Many years ago I attended Navy Officer Candidate School, which was at that time in Newport, RI. After being commissioned, I stayed on in Newport to take a class, as did my roommate Joan.

It was fun exploring Newport, with its Colonial-era waterfront and the big opulent mansions of the robber barons, the places they called “cottages,” like The Breakers, Marble House, and Rosecliff.

I was from Colorado and Joan from Texas. One night we got the urge for Mexican food. We found a restaurant in Newport that purported to serve Mexican food. We didn’t recognize it as such. So we learned early on to stick to the indigenous cuisine.

Newport-style clam chowder served on the wharf tasted great. We could get a bucket of clams for not much money at a place called Salas on Thames Street. For a few bucks more, just down the street at the Boat House, we could get a lobster dinner. Then there were the big sandwiches the locals called grinders. For dessert, we’d go on “cream runs” to the Newport Creamery.

One Saturday afternoon Joan and I were strolling through some shops on Bellevue Avenue, near the section of Newport with all those fancy houses. Joan knew I wanted to write mysteries. When she spotted the hat, she plucked it off the display and plopped it down on my head.

“There,” she said. “Now you look like a mystery writer.”

Indeed, I did.

I bought the hat. I still have it.

A Trio of Mystery Writer’s Hats

The mystery writer’s hat is a gray wood fedora with a pleated black band, and a soft brim to tilt down over my face.

I wore it for my book jacket photos, and a photo shoot for an article that appeared in a magazine. Sometimes at book signings, people will ask me where my mystery writer’s hat is.

I haven’t worn it in a long time. But I took it out of the closet so I could take a picture of it, along with some of the other mystery writer’s hats I have.

Mystery writers wears lots of hats – the sit-at-the-computer-and-write hat, which may be invisible but frequently has me running my hands through my hair. Maybe there’s some sort of inspiration in that particular act. There’s the booksigning-and-convention hat, which is where I’ve worn my fedora in the past. Then there’s the research hat.

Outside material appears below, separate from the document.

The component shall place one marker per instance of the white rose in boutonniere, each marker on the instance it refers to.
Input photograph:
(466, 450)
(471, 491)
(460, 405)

In the picture, the hat on the right is one I had made while I was writing the ninth Jeri Howard book, A Killing At The Track. It’s a horseracing book, so I’d immersed myself in the Sport of Kings. Since one of my characters was a woman who trained racehorses, I located a woman trainer and followed her around the track, soaking up material and local color, such as that Thoroughbred who was about to bite me because I dared to pet his companion animal, a goat.

I decided I wanted a cap like the ones the jockeys wore. When I mentioned this to the trainer, she said, “You mean a jockey’s helmet cover?”

“Yes, that’s it!” I said.

She steered me to a woman at Golden Gate Fields who made helmet covers, and I had this one made, in red and yellow, the colors on the book cover. I even wore it at signings.

The current research hat is the one on the left. It’s a train engineer’s cap. I’m working on the train book – Death Rides The Zephyr. I’m immersing myself in this history of that particular train, poring over timetables, menus, diagrams of railroad cars, old photographs.

And I’ve been riding historic trains, imagining what it would have been like to take a cross-country trip on a sleek stainless steel superliner, eating off railroad china in the dining car, gazing at the beautiful scenery from the Vista-Dome.

Nothing like a good engineer’s cap to get me in the mood to write a train mystery.

And just maybe, when I start doing signings for the forthcoming book, What You Wish For, I’ll start wearing that mystery writer’s hat again.

I got what I wished for, and worked for. I’m a mystery writer.